By Miguel Hanz L. Antivola, Reporter

THE PHILIPPINES must leverage its technology talent to boost the rise of e-commerce, which still lags in terms of policy, community, and mindset compared to the rest of the region, an industry expert said.

“The majority of the tools that we use here in automation, around 80%, is Vietnamese software,” Nani Razon, co-founder of the Ecommerce Thrive Asia Movement and chief executive officer of Gencys Digital Trading, Inc., said in an interview with BusinessWorld.

“Based on our observation and case study, e-commerce in the Philippines is behind by five to six years in terms of technology, community, and mindset from that of Vietnam,” he added, noting Vietnam is the Philippines’ closest competitor.

Mr.
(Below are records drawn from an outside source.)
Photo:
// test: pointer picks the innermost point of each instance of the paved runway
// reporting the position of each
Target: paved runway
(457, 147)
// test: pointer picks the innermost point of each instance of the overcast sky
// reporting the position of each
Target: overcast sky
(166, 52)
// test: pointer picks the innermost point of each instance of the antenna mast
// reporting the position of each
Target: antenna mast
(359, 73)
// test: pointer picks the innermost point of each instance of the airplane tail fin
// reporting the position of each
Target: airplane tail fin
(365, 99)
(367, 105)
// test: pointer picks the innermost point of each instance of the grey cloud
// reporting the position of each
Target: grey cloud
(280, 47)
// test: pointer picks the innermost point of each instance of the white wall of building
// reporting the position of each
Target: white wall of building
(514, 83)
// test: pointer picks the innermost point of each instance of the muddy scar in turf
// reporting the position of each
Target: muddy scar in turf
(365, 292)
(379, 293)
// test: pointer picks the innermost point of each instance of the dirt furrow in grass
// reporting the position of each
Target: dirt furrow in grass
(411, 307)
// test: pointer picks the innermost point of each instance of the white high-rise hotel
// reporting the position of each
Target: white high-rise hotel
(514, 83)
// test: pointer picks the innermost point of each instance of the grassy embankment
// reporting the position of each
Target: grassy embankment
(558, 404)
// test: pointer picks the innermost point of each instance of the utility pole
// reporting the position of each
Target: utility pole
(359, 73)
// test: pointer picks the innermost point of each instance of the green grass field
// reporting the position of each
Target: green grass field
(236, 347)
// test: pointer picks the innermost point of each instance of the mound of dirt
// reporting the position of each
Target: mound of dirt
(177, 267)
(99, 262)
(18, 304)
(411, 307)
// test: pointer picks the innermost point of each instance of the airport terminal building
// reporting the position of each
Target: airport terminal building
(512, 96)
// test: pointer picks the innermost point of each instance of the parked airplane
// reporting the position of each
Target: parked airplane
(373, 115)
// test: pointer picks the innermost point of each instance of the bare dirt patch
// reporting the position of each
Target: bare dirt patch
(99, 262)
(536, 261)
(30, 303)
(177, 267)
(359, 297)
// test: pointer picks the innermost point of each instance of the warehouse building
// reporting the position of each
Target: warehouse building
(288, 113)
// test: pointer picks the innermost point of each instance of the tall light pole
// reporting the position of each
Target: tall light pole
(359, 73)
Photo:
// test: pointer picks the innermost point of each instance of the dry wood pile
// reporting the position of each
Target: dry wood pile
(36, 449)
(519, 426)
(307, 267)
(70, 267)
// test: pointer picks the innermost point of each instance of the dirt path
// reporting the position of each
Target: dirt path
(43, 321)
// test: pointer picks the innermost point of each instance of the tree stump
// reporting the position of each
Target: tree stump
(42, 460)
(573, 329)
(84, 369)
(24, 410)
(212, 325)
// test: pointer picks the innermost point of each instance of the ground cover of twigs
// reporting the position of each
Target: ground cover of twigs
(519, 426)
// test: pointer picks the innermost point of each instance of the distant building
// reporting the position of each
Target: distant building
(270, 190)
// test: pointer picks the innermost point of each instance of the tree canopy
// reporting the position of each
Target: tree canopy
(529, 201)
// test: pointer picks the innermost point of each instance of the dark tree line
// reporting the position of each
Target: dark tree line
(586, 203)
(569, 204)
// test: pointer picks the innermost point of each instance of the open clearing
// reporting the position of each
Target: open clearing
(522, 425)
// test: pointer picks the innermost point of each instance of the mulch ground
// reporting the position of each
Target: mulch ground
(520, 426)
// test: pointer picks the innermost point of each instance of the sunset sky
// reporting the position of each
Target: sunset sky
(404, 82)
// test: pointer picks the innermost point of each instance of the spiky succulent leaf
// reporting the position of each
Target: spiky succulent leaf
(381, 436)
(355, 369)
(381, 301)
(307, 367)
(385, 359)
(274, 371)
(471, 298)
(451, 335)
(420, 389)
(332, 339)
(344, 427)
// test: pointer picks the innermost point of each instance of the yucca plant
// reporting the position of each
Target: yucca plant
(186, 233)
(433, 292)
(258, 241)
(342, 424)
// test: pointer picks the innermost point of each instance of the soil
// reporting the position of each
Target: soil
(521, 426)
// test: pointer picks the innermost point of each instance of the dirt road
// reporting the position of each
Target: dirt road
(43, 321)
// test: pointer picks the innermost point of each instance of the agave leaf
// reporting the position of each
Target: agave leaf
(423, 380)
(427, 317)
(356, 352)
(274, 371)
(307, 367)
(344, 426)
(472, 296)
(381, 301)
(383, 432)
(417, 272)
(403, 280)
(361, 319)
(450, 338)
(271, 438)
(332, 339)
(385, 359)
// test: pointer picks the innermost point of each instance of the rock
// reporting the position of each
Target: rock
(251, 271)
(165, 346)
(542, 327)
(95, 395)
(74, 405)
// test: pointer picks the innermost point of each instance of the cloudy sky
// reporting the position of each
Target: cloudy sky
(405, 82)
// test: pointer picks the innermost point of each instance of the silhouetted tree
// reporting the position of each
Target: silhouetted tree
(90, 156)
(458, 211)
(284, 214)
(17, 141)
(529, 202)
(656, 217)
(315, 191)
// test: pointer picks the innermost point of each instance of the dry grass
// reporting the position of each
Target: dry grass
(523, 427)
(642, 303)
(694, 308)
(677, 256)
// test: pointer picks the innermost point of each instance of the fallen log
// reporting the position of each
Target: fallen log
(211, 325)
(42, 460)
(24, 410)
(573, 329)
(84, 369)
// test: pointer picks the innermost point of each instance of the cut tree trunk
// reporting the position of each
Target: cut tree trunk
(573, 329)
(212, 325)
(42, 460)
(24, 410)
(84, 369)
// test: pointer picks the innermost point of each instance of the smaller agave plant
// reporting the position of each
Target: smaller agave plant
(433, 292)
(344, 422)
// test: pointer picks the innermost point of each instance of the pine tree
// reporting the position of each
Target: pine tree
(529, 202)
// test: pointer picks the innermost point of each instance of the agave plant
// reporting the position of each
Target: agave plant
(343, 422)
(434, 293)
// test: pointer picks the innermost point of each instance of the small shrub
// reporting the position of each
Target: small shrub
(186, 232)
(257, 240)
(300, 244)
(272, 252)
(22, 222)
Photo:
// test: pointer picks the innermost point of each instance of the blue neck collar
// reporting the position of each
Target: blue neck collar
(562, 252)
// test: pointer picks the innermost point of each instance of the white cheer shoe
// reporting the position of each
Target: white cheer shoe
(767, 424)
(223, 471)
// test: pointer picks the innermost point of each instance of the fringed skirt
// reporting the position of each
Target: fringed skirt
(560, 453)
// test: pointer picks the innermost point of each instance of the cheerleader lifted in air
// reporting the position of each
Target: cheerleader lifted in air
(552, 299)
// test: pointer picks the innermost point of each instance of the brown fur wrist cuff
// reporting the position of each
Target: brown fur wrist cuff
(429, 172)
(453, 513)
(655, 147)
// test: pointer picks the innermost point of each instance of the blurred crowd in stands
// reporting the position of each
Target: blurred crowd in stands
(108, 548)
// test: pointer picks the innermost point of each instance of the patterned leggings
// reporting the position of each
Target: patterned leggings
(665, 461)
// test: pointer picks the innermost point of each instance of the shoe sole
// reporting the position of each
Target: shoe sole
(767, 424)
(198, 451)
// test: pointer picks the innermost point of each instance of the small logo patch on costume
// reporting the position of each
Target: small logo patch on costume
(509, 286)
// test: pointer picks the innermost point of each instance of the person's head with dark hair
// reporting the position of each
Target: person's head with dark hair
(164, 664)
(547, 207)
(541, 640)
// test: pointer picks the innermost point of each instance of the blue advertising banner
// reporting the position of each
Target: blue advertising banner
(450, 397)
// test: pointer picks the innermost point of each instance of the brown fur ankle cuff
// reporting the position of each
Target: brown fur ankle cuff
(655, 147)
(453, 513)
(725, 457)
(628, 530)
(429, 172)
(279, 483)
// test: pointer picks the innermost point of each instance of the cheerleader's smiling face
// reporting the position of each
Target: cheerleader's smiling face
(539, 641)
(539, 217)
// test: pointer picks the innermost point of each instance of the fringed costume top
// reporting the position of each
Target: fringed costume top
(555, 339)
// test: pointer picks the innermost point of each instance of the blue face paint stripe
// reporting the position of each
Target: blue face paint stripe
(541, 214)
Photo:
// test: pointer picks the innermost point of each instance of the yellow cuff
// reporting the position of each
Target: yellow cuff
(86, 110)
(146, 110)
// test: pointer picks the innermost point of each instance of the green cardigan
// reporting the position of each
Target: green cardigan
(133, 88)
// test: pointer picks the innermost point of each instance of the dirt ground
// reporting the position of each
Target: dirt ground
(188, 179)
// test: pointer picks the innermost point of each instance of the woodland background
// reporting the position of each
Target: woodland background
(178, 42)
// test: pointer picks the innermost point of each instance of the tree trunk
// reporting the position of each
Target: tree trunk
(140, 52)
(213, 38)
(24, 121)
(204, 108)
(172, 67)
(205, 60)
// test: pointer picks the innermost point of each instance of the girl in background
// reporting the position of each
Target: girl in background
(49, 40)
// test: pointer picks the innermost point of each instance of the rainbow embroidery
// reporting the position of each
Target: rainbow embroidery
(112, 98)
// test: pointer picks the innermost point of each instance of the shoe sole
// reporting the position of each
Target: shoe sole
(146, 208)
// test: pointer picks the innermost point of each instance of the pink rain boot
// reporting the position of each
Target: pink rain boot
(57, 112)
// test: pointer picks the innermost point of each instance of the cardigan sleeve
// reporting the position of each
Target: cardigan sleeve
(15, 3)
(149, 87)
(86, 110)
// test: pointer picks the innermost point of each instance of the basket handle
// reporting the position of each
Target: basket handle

Razon said there are many good Filipino programmers, but they are still doing their work using software of foreign companies.

The e-Conomy SEA report by Google, Temasek Holdings, and Bain & Co. showed the Philippine e-commerce market had a gross merchandise value (GMV) of $16 billion last year, same as Vietnam.

Indonesia recorded the highest GMV at $62 billion, followed by Thailand with $22 billion, it added.

The report cited Vietnam’s continued manufacturing and exports as key drivers for overall digital economy growth.

For the Philippines, the shift to organized e-commerce platforms from informal and unorganized is expected to benefit the industry, it noted.

There are opportunities for the government to collaborate with the private sector and build a sustainable ecosystem for e-commerce, Mr. Razon said, which should include having the necessary tech talent to develop their own software alongside a community of skilled entrepreneurs.

“[We’re] still a baby,” he said. “The community is still small in terms of numbers. When it comes to technology, we are still behind, [although] big corporations are starting to develop their own software, hiring programmers internally,” he added.

Upon reviewing the Philippine seller base of the top Vietnamese e-commerce software, Mr. Razon said he saw only 9,000 subscribers, which is indicative of only a small volume of e-commerce businesses in the country.

This pales in comparison to the 200,000 in Vietnam, he noted.

“There are still a lot of people who don’t know about e-commerce,” Mr. Razon said, adding that most traders have failed to innovate and maximize online platforms.

“Consumers also lack awareness, and there are a lot of sellers who are scammers, contributing to the stigma toward online platforms,” he said.

Mr. Razon urged the government to pass the necessary regulations for e-commerce sustainability focusing on “a proper system and processes” and not merely profitability.

“We need to reshift to the mindset that e-commerce industry is played by skilled businesses and professionals, including the programmers,” he said.

The Internet Transactions Act, which aims to tighten e-commerce regulations, was approved by the Senate on second reading in September 2023.

Senate Bill 1865, a priority bill of President Ferdinand R. Marcos, Jr., will classify entities involved in e-commerce in the Philippines as businesses operating within the country, subjecting them to domestic laws.